| HN Mirror

Y	Hacker News new \| ask \| show \| jobs

by shawn 2878 days ago

It’s because args to syscalls are passed in registers rather than the stack. This is a security mechanism I believe, but I’m mostly guessing based on xv6.

Basically, if you want a kernel space and a user space, you have to ensure users can’t breach kernel space. But this is the part where my logic runs dry: could a malicious caller control the return address that’s pushed to the stack? If so, could you redirect the kernel’s execution to an arbitrary physical address? Or does the kernel switch back into user mode just before calling RET?

Sigh... time to re-read xv6. I think interrupts are involved.

3 comments

monocasa 2878 days ago

> It’s because args to syscalls are passed in registers rather than the stack. This is a security mechanism I believe, but I’m mostly guessing based on xv6.

It's probably for speed reasons. Marshaling from user space is expensive due to all of the checks you have to make to not allow user to crash kernel.

> Basically, if you want a kernel space and a user space, you have to ensure users can’t breach kernel space. But this is the part where my logic runs dry: could a malicious caller control the return address that’s pushed to the stack? If so, could you redirect the kernel’s execution to an arbitrary physical address? Or does the kernel switch back into user mode just before calling RET?

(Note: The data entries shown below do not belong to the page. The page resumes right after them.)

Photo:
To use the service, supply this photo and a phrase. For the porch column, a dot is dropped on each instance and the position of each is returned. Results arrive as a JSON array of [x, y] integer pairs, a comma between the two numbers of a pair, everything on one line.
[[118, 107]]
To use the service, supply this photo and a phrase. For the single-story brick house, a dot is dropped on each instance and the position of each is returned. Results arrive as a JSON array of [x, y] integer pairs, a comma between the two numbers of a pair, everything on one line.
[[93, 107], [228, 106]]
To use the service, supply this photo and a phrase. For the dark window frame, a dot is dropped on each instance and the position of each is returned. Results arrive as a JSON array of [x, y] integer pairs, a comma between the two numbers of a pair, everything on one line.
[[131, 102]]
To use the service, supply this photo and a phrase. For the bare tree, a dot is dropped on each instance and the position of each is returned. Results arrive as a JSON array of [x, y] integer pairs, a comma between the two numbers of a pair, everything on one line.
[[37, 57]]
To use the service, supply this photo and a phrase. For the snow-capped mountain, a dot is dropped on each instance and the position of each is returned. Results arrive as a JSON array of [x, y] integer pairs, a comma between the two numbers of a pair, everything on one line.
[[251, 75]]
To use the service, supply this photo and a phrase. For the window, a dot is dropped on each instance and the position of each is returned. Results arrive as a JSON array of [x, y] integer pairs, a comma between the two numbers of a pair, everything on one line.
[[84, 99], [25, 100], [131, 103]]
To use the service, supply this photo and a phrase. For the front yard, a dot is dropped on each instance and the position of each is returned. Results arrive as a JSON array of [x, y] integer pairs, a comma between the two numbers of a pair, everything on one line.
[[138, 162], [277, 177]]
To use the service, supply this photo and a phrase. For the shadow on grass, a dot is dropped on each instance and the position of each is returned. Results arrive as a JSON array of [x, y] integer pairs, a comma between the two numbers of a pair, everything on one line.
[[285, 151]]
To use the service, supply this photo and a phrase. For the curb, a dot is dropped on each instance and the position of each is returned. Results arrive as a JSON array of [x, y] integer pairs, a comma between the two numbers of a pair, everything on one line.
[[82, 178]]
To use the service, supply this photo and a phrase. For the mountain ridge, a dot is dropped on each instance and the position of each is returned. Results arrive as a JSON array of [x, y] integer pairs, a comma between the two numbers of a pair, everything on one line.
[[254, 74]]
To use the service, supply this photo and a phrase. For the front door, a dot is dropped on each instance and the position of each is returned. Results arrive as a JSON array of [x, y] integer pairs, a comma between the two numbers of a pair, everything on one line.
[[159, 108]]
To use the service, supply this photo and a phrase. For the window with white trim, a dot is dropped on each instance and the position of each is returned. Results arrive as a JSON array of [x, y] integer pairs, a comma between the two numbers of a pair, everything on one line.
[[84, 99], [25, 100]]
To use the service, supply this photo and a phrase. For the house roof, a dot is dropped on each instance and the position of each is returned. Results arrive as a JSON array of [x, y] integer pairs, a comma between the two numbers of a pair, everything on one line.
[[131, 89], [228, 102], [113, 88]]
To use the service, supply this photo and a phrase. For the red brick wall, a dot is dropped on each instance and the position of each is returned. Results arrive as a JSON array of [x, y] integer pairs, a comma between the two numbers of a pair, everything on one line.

Return from interrupt uses the special iret instruction. That makes sure that the return happens in a user context if need be by atomically setting the flags and ip registers at the same time.

link

Taniwha 2878 days ago

yes exactly this - once upon a time (V6/V7 on the PDP-11) when I was younger sys call parameters were on the stack, I worked for a company that ported Unix to various CPUs/MMUs, we'd knock one out every 6 weeks or so - on some MMUs accessing user space from kernel space (safely) was extremely slow - we discovered that switching syscalls to pass parameters in was a real performance hog, and benchmarking showed that passing in registers was far faster in all systems. Our systems supported both sorts of system calls. When I wrote the original 68k system V ABI I included register passing as the default

link

cptnapalm 2877 days ago

I'm learning PDP-11 assembly and would like to play around with some OS stuff. This was very helpful to know. Thanks.

link

nineteen999 2877 days ago

To be utterly pedantic, on Intel Linux only "legacy" 32-bit int 0x80 mechanism uses iret to return.

32-bit "fast" syscalls use sysenter/sysexit. 64-bit "fast" syscalls use syscall/sysret.

Haven't really looked but I suspect sysexit and sysret are somewhat special cased versions of iret.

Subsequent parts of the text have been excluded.